Pada REEV, motor listrik sebagai penggerak roda memberi karakter akselerasi halus dan linear khas EV di hampir semua kondisi berkendara. Mesin bensin bekerja di belakang sebagai generator, sehingga transisi tenaga terasa lebih konsisten dari sudut pandang pengemudi. Bagi pengguna urban yang sering stop-and-go, hal ini berarti perjalanan lebih tenang dan responsif. Di sisi lain, PHEV menawarkan kompromi: bisa terasa seperti EV di jarak harian pendek, lalu kembali seperti HEV ketika baterai habis dan mesin bensin mulai aktif.
Kesimpulan: Saatnya Memilih Berdasarkan Rasa Berkendara, Bukan Sekadar Label
Jika selama ini pilihan elektrifikasi dinilai dari besar baterai atau klaim konsumsi, teknologi REEV memaksa kita mengubah cara menilai.

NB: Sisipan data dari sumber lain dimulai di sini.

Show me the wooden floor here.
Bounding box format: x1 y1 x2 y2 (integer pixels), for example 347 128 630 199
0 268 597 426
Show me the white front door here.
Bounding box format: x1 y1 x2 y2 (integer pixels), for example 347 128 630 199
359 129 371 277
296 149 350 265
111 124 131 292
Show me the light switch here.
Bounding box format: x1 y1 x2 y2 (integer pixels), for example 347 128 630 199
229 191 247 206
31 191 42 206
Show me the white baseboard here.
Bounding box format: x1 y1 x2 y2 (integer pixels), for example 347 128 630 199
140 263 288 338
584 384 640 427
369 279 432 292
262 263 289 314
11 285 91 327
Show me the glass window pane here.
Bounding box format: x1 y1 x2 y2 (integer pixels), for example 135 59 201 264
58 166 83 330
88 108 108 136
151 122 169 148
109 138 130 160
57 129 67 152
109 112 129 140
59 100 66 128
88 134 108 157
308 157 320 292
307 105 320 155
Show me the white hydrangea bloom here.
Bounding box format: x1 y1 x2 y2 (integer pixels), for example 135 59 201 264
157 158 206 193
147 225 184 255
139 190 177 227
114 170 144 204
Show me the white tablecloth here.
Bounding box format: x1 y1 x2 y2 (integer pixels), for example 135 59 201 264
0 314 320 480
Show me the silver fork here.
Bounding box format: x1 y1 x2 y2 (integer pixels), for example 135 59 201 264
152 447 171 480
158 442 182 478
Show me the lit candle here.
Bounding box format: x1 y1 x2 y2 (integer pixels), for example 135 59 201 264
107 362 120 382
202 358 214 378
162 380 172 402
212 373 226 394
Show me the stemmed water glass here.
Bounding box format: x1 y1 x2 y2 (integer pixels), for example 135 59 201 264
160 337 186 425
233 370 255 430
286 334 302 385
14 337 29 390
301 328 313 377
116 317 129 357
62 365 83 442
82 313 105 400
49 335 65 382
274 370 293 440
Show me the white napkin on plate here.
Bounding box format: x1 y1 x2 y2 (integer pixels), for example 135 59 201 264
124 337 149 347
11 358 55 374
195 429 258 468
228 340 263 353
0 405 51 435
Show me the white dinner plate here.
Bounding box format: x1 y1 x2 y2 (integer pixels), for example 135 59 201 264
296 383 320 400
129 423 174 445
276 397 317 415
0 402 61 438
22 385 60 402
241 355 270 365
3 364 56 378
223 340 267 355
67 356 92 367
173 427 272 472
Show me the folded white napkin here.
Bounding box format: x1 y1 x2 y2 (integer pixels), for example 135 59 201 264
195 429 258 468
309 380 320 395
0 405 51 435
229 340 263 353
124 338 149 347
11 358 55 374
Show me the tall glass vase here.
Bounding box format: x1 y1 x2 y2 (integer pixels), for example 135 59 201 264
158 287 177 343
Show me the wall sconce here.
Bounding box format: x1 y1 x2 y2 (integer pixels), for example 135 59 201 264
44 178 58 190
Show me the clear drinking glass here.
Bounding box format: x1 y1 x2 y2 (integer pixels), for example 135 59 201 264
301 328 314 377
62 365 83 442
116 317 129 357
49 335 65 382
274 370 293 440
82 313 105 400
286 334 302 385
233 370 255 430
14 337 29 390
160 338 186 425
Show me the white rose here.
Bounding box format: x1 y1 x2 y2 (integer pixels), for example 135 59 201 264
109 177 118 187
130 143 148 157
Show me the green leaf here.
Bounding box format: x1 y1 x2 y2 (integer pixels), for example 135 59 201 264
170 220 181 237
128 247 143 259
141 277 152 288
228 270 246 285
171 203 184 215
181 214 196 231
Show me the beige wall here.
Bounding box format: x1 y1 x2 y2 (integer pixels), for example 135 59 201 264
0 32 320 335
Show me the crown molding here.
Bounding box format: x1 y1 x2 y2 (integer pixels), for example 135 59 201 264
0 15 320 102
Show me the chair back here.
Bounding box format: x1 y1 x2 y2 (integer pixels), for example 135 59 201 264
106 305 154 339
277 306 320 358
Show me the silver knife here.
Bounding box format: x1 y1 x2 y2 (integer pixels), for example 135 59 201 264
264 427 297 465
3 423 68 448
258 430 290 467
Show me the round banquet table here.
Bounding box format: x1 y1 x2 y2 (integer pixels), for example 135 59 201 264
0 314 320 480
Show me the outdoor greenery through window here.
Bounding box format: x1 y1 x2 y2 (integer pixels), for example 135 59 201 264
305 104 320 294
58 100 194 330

Dengan motor listrik sebagai penggerak utama roda dan mesin bensin yang berperan sebagai generator, REEV menggeser titik berat dari “mobil bensin yang dibantu listrik” menjadi “mobil listrik yang membawa cadangan bensin”. Dalam konteks Chery Super Hybrid sistem, HEV cocok bagi yang ingin transisi halus, PHEV bagi yang punya akses colokan dan jarak harian pendek, sedangkan REEV bagi yang mengincar rasa EV tanpa khawatir jarak tempuh.
Pilihan terbaik bukan soal mana teknologi “terbaru”, melainkan mana yang paling sejalan dengan pola berkendara Anda. Jika Anda menginginkan sensasi EV dalam keseharian, tetapi belum siap bergantung penuh pada infrastruktur pengisian, REEV pantas ditempatkan di urutan teratas daftar pertimbangan.